In this installment of the Insights Interviews series, a project of the Innovation Working Group of the National Digital Stewardship Alliance Innovation Working Group, I’m talking to Dirk von Suchodoletz from the Department of Computer Science at the University of Freiburg, Germany and a representative to the Open Planets Foundation. He and his research partner Klaus Rechert visited the Library in October of 2012 to give a public presentation of his work on emulation and we thought it would be useful to get him to discuss it in even more detail for the blog.
This is Part One of a two-part interview. Part Two will run on Tuesday Dec. 11, 2012.
Tell us briefly about your work at the University of Freiburg and your involvement in the Planets Project and the Open Planets Foundation.

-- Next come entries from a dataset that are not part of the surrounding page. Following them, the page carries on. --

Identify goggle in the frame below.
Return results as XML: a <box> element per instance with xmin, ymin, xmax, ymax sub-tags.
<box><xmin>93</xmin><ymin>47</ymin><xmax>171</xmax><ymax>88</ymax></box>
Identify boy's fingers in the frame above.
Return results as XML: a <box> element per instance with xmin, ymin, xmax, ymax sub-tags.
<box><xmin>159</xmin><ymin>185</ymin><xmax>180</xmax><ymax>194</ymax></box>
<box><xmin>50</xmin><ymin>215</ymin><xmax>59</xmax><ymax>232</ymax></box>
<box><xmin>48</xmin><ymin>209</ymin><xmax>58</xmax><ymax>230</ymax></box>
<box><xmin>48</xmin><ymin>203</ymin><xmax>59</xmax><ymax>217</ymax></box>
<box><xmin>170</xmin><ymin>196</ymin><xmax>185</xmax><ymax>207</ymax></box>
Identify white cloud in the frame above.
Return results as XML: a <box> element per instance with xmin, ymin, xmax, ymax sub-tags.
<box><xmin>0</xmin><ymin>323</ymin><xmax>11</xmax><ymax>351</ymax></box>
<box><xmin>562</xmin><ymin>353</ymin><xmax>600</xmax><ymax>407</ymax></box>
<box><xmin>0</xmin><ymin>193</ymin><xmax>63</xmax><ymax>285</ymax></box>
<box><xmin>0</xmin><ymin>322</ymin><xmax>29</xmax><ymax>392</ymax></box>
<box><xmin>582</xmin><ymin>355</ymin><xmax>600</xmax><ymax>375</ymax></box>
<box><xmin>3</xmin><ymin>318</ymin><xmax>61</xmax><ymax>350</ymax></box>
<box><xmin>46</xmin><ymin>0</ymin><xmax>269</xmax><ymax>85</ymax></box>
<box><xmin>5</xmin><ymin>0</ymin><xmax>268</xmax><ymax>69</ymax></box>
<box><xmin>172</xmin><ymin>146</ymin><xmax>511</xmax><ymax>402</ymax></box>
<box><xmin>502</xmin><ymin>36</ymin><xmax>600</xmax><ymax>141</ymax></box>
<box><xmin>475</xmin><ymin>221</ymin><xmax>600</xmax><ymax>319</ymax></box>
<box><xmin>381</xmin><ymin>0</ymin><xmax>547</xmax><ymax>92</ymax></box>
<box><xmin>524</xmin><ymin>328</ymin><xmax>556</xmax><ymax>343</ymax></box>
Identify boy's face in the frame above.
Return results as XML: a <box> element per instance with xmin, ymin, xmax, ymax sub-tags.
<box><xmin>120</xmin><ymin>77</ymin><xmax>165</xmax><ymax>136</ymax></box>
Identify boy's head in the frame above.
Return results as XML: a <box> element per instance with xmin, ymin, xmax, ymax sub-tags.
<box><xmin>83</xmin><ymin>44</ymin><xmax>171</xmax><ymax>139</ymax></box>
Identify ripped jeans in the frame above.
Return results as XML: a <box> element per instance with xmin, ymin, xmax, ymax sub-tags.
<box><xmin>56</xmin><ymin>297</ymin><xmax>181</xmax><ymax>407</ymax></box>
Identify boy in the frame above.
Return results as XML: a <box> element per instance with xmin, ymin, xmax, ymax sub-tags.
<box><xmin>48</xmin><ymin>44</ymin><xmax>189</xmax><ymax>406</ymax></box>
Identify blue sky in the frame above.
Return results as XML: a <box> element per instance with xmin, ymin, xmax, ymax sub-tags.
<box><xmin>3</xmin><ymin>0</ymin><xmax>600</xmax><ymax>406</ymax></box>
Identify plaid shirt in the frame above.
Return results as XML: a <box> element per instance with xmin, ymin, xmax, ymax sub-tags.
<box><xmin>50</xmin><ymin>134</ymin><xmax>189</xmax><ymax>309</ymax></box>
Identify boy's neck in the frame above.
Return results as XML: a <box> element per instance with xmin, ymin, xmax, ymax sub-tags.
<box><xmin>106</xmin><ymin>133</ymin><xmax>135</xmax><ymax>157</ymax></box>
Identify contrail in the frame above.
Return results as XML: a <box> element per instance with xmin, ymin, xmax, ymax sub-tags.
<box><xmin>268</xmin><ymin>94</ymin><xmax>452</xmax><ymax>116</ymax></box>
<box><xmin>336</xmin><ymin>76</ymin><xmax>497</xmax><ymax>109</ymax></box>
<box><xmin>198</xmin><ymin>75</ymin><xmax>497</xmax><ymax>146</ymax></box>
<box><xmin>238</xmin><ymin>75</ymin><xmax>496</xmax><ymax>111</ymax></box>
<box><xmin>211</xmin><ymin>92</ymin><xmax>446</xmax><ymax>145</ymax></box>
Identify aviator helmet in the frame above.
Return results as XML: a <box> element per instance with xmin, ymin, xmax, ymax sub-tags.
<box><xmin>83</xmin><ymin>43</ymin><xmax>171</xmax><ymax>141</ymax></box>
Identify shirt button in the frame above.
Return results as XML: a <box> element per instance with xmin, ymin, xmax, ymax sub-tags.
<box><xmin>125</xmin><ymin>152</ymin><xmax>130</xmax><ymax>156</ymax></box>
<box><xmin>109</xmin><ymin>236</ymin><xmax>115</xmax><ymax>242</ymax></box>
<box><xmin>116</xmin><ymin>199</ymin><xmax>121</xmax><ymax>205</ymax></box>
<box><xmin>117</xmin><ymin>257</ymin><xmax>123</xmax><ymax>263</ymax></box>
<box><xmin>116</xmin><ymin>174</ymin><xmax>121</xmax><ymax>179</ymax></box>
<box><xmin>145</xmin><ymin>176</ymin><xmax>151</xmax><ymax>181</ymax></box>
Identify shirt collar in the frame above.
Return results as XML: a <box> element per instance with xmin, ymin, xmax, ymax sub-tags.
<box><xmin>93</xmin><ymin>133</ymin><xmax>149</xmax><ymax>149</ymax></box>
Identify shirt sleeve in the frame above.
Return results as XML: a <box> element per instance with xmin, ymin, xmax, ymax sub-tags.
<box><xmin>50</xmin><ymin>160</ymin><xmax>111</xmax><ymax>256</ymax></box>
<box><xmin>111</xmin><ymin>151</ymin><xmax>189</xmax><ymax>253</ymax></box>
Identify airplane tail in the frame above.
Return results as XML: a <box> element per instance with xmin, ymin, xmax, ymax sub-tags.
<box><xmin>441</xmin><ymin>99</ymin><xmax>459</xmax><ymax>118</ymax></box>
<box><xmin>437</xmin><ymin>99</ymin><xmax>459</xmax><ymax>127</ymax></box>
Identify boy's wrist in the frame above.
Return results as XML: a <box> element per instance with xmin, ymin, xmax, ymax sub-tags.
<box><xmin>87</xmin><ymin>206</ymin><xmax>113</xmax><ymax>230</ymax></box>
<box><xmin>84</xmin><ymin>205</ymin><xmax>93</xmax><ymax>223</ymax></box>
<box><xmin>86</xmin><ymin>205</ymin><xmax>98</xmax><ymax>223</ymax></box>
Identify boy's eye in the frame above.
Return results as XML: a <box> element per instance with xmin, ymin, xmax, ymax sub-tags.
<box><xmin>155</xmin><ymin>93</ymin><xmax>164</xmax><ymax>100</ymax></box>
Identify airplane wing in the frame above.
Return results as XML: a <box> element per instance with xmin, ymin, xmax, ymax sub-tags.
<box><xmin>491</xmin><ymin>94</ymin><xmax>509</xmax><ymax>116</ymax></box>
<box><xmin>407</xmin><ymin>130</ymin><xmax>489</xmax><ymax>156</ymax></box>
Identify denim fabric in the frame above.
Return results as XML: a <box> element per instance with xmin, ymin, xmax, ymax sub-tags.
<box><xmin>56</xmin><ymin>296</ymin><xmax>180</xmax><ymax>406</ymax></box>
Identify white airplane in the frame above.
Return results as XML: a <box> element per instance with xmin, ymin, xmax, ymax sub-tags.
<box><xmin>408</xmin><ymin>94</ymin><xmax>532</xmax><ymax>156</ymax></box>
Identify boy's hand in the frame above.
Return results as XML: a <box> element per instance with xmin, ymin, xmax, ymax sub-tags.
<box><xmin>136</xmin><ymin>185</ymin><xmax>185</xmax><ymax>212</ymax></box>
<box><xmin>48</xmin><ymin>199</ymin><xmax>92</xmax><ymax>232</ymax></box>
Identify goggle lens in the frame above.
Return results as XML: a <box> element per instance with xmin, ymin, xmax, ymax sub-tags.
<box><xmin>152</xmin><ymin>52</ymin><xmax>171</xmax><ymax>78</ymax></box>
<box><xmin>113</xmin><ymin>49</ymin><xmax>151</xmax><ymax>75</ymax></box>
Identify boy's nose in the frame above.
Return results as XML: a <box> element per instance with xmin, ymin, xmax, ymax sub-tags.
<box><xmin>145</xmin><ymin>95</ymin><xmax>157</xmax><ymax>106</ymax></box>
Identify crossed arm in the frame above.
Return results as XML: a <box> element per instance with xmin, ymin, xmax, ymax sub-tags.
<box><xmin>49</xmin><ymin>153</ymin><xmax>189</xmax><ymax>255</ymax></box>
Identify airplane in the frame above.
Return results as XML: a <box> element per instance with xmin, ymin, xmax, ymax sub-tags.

I’m currently holding a position as a lecturer and principal researcher at the chair of “communication systems” at the Institute for Computer Science at Freiburg University. Besides doing research I’m teaching seminars, planning and organizing courses and supervising the scientific work and thesis preparation of the students working with the chair’s various research groups. The courses are both on the Bachelor and Master level and focus on communication networks and computer systems, from the introduction of routing principles to telecommunication in large networks, covering issues like mobile networks, location-based services and privacy. Practical issues such as programming special client/server applications in Open Source environments or building blocks of our digital preservation workflows are part of the supervised student work.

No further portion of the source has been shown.